Am I in FERS or the Foreign Service Pension System?

Your retirement system depends on your appointment type. Civil service employees at State, hired through competitive civil service procedures and holding GS or SES positions, are in FERS (or CSRS if hired before 1984). Foreign Service officers and specialists appointed under the Foreign Service Act are in FSPS if hired after December 31, 1983, or FSRDS if hired earlier. Check your SF-50 block 30: code "6" is FERS, code "8" is FSPS.

Does my danger pay or hardship differential count toward my FSPS pension?

No. Danger pay, post differentials, hardship differentials, and foreign area allowances are excluded from the FSPS high-3 base salary calculation. Only your basic salary and any applicable domestic locality pay count.

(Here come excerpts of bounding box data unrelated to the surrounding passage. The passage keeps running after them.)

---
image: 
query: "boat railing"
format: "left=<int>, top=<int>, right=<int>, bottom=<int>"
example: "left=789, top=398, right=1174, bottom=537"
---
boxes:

A Foreign Service officer earning $120,000 base plus a $42,000 hardship differential has a high-3 based on the $120,000, not the $162,000 total. Use your base salary line from your LES, not your gross pay.

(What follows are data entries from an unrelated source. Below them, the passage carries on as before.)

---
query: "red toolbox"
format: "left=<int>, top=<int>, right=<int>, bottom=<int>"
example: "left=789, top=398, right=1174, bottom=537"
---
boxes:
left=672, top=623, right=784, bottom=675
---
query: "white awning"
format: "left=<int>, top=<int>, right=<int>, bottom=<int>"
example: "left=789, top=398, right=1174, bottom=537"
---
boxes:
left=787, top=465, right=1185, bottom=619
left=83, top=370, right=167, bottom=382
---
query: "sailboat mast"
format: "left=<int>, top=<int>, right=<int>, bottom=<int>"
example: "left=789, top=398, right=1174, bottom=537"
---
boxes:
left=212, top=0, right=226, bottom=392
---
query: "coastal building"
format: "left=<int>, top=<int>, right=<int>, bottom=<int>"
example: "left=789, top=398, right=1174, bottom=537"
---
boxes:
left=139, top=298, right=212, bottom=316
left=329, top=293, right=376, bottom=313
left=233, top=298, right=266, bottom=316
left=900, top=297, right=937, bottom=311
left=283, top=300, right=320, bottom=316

I have been posted overseas for 3 years and let my FEHB lapse. Can I still retire with health coverage?

If your FEHB lapsed for any period during those 3 years, you may have broken the 5-year continuous enrollment requirement. Whether the gap affects your eligibility depends on exactly how long the lapse was and whether it fell within the 5-year window before your retirement date. Talk to your HR benefits specialist immediately. In some cases, a retroactive correction is possible; in others, the lapse permanently eliminates your FEHB retirement eligibility.

What is the normal retirement age for FSPS Foreign Service employees?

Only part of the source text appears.